Anyway, I've derailed this thread enough.
 

rigg42

Respectable
Oct 17, 2018
639
233
2,390
If you read the AMD post i linked above you'll see that that sky high voltages at idle are because the CPU isn't really idle. The monitoring software is pinging it with a tiny load and causing the boost algorithm to fire to full boost (and the voltage it needs to achieve it). As i mentioned earlier these voltages are fine in bursts at light load because there isn't enough current to damage the CPU. The CPU is doing exactly what its supposed to do. The OP's temperature problem is because of the crappy stealth cooler.
 

rigg42

Respectable
Oct 17, 2018
639
233
2,390
I appreciate the theory behind it, but with that rationale, a single core stress test needs the upper end of that "stock" voltage spectrum?
So 4.5GHz (for example) with XFR/PB on a single core needs 1.5V, but 4.0-4.1GHz across all cores (also boosted by XFR/PB) needs ~1.3V?
Again, not calling you out on anything, or trying to be codescending or antagonistic, I just can't wrap my head around it.

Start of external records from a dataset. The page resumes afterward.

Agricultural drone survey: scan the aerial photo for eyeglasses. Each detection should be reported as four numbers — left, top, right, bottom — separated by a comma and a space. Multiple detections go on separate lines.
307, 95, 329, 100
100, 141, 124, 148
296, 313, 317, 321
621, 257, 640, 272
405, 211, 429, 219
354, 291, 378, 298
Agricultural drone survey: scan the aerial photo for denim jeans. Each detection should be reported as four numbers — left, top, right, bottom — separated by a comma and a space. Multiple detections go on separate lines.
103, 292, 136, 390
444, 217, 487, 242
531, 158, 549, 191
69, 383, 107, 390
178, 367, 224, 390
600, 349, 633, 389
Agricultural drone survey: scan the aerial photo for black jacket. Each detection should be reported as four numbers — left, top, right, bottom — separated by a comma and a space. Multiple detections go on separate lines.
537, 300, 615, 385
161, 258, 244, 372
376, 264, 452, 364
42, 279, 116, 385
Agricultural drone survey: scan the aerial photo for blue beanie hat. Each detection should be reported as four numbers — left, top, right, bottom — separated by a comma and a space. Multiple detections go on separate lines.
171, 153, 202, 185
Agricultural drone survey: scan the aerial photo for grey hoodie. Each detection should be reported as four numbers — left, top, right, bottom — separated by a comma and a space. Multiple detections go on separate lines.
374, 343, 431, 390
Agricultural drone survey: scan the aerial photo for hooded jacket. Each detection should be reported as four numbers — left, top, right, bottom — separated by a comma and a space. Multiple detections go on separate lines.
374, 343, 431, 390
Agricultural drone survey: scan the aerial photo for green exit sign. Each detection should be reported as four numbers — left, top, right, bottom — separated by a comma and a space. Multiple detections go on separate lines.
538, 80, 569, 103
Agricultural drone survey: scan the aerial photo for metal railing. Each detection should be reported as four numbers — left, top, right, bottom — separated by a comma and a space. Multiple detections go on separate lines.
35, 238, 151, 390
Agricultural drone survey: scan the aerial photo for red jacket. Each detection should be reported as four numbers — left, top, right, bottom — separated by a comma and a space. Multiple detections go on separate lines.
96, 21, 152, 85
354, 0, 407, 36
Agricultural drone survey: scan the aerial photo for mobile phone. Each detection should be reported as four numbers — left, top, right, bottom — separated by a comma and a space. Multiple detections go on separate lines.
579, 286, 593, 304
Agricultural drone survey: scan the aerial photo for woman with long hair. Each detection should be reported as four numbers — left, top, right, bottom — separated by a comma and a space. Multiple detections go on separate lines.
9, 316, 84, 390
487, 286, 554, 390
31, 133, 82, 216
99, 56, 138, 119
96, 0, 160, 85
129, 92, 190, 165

This is not unlike the early 300 series BIOS' though, where unnecessary voltage was pushed through the CPU. It did get better over time, with performance improving IIRC, so perhaps a BIOS update will fix the issue in time.

Anyway, I've derailed this thread enough.
Yes that's precisely what I'm getting at. The Bios is fine. Its doing what its supposed to do. The problem is HWI64 and how it interacts with the CPU on the ryzen balanced power plan. The cores aren't idle when they're at 4.4ghz and 1.5 v. I just downloaded CPUz and my voltage was hovering around .9 with nothing else running. HWI64 shows the same if I turn on the windows balanced power plan.

On a side note the SOC voltage stuff that J2C was talking about in that video is a legit issue with the Asus bios and fast memory kits. Even on Intel. My Max XI hero did the same thing to VCCIO and VCCSA when i threw a 3600 cl16 kit in it. They really need to fix that. That's a recipe for burned up memory controllers.